I'm out of patience on this one, so I'm asking in the hopes that someone here has faced a similar requirement and can steer me in a direction with a likely solution.
I can't believe it... I went back to System.Media.SoundPlayer and got it to do just what I want... no giant dependency library with 95% unused code and/or quirks waiting to be discovered :-). Furthermore, it runs on MacOSX under Mono (2.6)!!! [wrong - no sound, will ask separate question]
I used a MemoryStream and BinaryWriter to crib a WAV file, complete with the RIFF header and chunking. No "fact" chunk needed, this is 16-bit samples at 44100Hz. So now I have a MemoryStream with 1000ms of samples in it, and wrapped by a BinaryReader.

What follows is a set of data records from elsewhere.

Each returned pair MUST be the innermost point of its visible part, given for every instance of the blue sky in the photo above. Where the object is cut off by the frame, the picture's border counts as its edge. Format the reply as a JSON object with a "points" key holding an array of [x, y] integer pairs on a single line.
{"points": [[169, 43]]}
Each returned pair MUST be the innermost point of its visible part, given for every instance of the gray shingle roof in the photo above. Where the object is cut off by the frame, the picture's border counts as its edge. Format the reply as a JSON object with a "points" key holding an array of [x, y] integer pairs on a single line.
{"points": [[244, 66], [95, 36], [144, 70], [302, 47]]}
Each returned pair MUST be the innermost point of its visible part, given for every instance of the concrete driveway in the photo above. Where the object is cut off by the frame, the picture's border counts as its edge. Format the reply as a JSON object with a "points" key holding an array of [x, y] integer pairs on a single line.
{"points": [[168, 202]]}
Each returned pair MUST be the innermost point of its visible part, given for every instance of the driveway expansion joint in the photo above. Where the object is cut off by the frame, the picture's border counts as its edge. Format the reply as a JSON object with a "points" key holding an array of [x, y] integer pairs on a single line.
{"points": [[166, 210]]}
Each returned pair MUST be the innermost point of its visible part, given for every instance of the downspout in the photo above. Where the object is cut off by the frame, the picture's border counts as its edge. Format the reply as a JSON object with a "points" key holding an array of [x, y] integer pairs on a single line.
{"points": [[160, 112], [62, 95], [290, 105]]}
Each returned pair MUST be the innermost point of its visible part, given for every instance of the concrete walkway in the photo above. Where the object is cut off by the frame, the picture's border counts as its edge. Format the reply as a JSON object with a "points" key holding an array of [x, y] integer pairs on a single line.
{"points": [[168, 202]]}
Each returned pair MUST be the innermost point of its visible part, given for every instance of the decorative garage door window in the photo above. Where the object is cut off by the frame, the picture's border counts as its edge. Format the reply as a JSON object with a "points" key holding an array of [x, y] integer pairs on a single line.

In a RIFF file there are two 4-byte/32-bit lengths, the "overall" length which is 4 bytes into the stream (right after "RIFF" in ASCII), and a "data" length just before the sample data bytes. My strategy was to seek in the stream and use the BinaryWriter to alter the two lengths to fool the SoundPlayer into thinking the audio stream is just the length/duration I want, then Play() it. Next time, the duration is different, so once again overwrite the lengths in the MemoryStream with the BinaryWriter, Flush() it and once again call Play().
When I tried this, I couldn't get the SoundPlayer to see the changes to the stream, even if I set its Stream property. I was forced to create a new SoundPlayer... every 40 milliseconds??? No.
Well I want back to that code today and started looking at the SoundPlayer members. I saw "SoundLocation" and read it. There it said that a side effect of setting SoundLocation would be to null the Stream property, and vice versa for Stream. So I added a line of code to set the SOundLocation property to something bogus, "x", then set the Stream property to my (just modified) MemoryStream. Damn if it didn't pick that up and play a tone precisely as long as I asked for. There don't seem to be any crazy side effects like dead time afterward or increasing memory, or ??? It does take 1-2 milliseconds to do that tweaking of the WAV stream and then load/start the player, but it's very small and the price is right!
I also implemented a Frequency property which re-generates the samples and uses the Seek/BinaryWriter trick to overlay the old data in the RIFF/WAV MemoryStream with the same number of samples but for a different frequency, and again did the same thing for an Amplitude property.
This project is on SourceForge. You can get to the C# code for this hack in SPTones.CS from this page in the SVN browser. Thanks to everyone who provided info on this, including #arke whose thinking was close to mine. I do appreciate it.
It's best to just generate the sine waves and silence together into a buffer which you play. That is, always play something, but write whatever you need next into that buffer.
You know the samplerate, and given the samplerate, you can calculate the amount of samples you need to write.
uint numSamples = timeWantedInSeconds * sampleRate;
That's the amount of samples you need to generate a sine wave or silence, whichever. Then just fill the buffer as needed. That way, you get the most accurate possible timing.
Try using XNA.
You will have to provide a file, or a stream to a static tone, that you can loop. You can then change the pitch and volume of that tone.
Since XNA is made for games, it will have no problem at all with 40 ms delays.
It should be pretty easy to convert from ManagedDX to SlimDX ...
Edit: What stops you, btw, just pre-generating 'n' samples of sine wave? (Where n is the closest to the number of milliseconds you want). It really doesn't take all that long to generate the data. Further than that if you have a 22Khz buffer and you want the final 100 samples why don't you just submit 'buffer + 21950' and set the buffer length to 100 samples?